Parmi les personnes qui s’injectaient des drogues, 60 % ont affiché une charge virale inhibée. Cela se compare au taux d’inhibition virale atteint par les personnes utilisant de la méthamphétamine (61 %).

Points communs et différences

Le nombre de nouveaux diagnostics de VIH a augmenté au Manitoba au cours de cette étude. La plupart des personnes récemment diagnostiquées étaient des adultes relativement jeunes, dont un nombre important de femmes utilisatrices de drogues injectables, dont notamment la méthamphétamine. La plupart des personnes récemment diagnostiquées s’identifiaient comme des hétérosexuel·le·s, et les Autochtones étaient touché·e·s de façon disproportionnée.
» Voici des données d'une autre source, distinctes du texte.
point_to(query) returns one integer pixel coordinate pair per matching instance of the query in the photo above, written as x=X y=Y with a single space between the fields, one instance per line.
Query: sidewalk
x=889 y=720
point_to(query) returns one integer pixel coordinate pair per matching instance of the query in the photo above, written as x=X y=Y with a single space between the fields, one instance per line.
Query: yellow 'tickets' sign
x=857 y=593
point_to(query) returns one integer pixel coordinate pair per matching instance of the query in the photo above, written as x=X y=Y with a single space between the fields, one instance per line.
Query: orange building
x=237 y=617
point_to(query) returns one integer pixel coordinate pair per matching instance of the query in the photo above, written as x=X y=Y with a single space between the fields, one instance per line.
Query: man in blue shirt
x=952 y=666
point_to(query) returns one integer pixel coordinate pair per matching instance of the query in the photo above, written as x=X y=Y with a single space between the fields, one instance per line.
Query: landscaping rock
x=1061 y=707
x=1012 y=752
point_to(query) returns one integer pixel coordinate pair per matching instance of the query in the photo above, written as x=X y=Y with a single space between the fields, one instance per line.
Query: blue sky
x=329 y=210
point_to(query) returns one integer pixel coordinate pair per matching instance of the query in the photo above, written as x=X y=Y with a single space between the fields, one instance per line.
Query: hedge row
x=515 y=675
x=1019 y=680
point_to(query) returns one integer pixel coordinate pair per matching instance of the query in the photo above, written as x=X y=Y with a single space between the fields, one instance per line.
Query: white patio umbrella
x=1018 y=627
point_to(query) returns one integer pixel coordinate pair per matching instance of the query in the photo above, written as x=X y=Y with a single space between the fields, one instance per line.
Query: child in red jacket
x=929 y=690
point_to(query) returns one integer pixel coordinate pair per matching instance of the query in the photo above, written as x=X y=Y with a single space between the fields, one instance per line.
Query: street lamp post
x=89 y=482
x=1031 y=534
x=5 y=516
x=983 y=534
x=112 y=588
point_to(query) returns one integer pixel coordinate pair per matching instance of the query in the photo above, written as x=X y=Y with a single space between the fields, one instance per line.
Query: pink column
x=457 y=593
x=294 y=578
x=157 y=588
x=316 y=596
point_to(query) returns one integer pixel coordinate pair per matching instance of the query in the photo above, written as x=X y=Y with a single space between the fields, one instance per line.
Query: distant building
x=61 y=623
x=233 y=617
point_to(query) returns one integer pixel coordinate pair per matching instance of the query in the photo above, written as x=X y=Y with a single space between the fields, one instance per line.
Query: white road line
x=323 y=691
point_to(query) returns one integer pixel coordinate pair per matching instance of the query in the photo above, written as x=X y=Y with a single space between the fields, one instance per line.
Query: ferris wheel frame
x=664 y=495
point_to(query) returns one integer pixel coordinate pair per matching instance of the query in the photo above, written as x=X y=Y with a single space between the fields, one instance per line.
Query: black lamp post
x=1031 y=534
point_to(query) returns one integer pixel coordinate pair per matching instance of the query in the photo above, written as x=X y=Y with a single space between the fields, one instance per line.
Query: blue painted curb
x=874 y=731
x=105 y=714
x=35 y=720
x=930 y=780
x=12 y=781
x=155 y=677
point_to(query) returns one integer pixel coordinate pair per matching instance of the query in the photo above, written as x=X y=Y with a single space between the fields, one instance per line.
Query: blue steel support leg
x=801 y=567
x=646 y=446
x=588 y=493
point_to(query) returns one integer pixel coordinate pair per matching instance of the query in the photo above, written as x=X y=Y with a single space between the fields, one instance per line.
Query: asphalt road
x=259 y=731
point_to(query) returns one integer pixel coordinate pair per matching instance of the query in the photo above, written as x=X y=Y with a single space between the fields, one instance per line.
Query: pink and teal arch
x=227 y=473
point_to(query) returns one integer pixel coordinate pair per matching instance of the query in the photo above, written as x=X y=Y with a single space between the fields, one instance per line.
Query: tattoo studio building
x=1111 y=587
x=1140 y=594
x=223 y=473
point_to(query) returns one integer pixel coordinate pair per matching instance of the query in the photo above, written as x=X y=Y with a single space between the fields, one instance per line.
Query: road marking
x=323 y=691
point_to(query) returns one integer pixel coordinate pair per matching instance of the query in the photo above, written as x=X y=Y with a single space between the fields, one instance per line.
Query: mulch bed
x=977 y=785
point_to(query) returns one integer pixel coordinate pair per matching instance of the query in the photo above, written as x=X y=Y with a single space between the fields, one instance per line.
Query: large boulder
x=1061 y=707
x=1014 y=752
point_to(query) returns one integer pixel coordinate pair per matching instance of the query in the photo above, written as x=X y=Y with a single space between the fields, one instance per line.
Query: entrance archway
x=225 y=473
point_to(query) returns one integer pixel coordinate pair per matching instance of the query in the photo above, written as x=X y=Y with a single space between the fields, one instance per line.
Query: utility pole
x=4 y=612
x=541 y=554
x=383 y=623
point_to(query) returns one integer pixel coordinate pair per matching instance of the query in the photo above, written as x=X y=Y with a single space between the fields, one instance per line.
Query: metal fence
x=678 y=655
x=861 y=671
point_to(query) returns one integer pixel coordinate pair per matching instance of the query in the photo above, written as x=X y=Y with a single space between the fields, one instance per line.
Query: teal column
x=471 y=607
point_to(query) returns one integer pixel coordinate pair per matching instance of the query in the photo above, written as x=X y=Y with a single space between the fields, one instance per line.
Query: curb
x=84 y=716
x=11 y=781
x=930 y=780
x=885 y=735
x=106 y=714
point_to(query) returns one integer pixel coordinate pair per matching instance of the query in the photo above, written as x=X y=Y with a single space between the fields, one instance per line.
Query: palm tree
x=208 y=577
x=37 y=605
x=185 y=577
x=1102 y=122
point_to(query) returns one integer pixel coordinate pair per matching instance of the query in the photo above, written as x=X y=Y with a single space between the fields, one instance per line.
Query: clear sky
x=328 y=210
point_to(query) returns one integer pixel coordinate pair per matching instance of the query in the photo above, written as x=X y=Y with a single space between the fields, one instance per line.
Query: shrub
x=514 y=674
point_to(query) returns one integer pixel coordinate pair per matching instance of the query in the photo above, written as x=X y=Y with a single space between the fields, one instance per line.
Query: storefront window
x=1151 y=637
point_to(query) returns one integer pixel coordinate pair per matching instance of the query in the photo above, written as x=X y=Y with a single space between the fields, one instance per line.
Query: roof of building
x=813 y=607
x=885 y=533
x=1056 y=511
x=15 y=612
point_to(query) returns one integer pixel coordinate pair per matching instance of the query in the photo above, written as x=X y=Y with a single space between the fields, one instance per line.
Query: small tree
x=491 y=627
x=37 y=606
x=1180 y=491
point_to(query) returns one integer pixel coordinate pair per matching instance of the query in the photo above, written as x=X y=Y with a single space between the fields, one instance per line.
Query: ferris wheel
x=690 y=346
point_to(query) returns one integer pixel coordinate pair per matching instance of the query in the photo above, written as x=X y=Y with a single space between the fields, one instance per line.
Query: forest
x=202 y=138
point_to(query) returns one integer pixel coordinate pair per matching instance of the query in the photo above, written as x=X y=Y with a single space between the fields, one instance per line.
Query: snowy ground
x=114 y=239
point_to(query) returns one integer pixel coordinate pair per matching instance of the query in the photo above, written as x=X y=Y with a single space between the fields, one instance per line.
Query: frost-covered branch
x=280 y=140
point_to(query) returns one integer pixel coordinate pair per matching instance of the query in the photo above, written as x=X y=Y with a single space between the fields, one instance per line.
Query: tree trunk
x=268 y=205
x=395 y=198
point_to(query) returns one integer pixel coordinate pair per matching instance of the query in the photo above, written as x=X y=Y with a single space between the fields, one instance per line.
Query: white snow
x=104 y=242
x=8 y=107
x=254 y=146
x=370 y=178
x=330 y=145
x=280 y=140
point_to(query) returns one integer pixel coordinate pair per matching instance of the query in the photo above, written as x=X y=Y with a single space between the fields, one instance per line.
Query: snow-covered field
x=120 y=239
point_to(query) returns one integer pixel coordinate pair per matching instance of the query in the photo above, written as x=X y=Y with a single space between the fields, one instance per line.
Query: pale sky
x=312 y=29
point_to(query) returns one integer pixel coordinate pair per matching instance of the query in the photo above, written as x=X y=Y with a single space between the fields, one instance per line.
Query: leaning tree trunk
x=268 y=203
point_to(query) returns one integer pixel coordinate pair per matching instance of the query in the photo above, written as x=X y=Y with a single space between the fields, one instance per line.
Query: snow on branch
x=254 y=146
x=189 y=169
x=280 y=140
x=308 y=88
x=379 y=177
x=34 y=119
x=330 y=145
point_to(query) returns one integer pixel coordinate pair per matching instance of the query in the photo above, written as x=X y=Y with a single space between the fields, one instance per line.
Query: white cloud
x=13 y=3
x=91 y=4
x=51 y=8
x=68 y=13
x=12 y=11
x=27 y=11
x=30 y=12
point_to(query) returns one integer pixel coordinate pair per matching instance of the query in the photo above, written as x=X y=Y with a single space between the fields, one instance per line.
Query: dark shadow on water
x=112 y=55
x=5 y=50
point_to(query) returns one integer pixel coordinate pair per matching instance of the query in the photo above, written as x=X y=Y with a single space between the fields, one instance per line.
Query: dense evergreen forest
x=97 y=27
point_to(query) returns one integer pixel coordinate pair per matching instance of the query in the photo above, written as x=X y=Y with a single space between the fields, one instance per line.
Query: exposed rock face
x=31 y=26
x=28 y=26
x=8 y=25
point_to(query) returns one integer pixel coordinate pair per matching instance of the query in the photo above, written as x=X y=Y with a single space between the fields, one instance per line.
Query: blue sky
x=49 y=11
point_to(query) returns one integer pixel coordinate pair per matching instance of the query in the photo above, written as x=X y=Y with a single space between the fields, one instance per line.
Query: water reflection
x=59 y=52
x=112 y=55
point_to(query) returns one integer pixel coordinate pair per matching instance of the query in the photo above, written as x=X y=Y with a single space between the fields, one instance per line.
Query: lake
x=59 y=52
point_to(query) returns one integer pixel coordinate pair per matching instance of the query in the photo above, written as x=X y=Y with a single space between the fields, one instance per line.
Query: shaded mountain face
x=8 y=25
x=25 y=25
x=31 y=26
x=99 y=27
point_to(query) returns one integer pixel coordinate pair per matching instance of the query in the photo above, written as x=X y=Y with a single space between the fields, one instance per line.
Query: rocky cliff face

L’épidémie de VIH au Manitoba se distingue de celle en cours dans le reste du Canada, de l’Amérique du Nord et de l’Europe occidentale. Dans ces autres endroits, les hommes gbHARSAH sont la population la plus touchée par le VIH, et le virus se transmet le plus souvent par voie sexuelle.

Au Manitoba, un grand nombre de personnes séropositives récemment diagnostiquées n’ont pas encore réussi à atteindre la cible initiale fixée par l’ONUSIDA quant au taux d’inhibition virale, soit 90 %.

Répondre aux besoins des gens

Selon cette équipe de recherche, les méthodes de prestation des services de santé (et autres) doivent être réexaminées afin que ceux-ci puissent mieux répondre aux besoins des personnes récemment infectées par le VIH au Manitoba. L’équipe demande « l’expansion des services de soins sans rendez-vous, la résolution des problèmes de logement, la prestation de services de réduction des méfaits et de traitement des troubles liés à l’usage de substances et des interventions spécifiques aux sexes et aux genres dans une approche intégrée ».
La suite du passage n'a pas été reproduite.